By the time we arrived at the Swiss Consulate, the waiting line reached into the street. A woman in the front said that she had a chance of going to Hong Kong the day after tomorrow, but if there was any chance of Switzerland coming through she might wait the week, and six voices behind her said at once, “What do you want to wait for?” and told stories of So-and-So and what had happened to him because he waited a day too long.
When not sitting in the waiting rooms of consulates and embassies, everybody was going to the classes that had sprung up all over the city. Jewish professionals were scurrying to learn hand skills, to feed themselves and their families in countries whose languages they would not know. My father, who had originated the accounting system of the bank for which he worked, learned machine knitting and leatherwork.
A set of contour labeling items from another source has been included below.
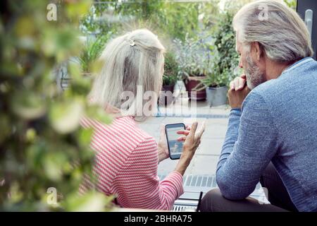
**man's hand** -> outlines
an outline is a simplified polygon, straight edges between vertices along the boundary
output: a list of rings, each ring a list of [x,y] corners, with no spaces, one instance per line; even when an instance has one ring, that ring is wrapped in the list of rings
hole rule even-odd
[[[235,78],[230,83],[230,88],[228,92],[229,104],[232,109],[241,109],[242,102],[251,90],[247,85],[245,75]]]

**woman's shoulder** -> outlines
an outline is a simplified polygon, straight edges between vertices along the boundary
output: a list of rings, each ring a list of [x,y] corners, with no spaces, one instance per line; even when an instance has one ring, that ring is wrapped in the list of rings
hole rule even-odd
[[[156,142],[153,136],[137,126],[132,117],[115,118],[110,124],[87,118],[83,120],[85,122],[82,124],[84,127],[93,127],[94,133],[103,135],[104,138],[110,141],[123,142],[131,149],[135,149],[144,142]]]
The sad little purses and wallets he made turned up in our luggage for years. My mother learned large-quantity cooking. She took a course in massage, too, with Paul, and when they came to see me at Erwin’s they practiced on me.
On November 10th, a Jew named Grünspan assassinated a minor Nazi official on a diplomatic mission to Paris. When the news reached Vienna in the afternoon, school was dismissed. We were told to go home by the back roads. Erwin’s parents sat beside the radio all afternoon. Toward evening, the doorbell rang, and outside stood an elderly neighbor from across the hall, and his wife, and an immense mahogany sideboard, which they were being made to move into our flat. A couple of uniformed Nazis stood along the banisters. They said to get on with the sideboard, there was more coming. In the course of that night, they forced the five Jewish families in the apartment house to move themselves and their households into our seven-room, fifth-floor apartment. The rooms soon had the grotesque look of usual objects in unusual positions: chairs stacked high on wardrobes, a table upside down on the bed with china, books, and lamps between its legs. The wife of the elderly neighbor sat on a chair crying, in a thin voice, without intermission. The Nazis became playful. They had discovered the main switch and kept turning the lights off, sometimes for as long as half an hour, then off and on, and off and on. Into the middle of this walked Tante Gusti’s brother, hoping to hide out because his own apartment was being raided, but he was intercepted by the guard at the entrance and taken away. Tante Gusti stood in the doorway and wept. All night, the heavy baroque furniture bumped on the stairs, and squeaked over the tiles of the hall. I sat down and howled for my mother.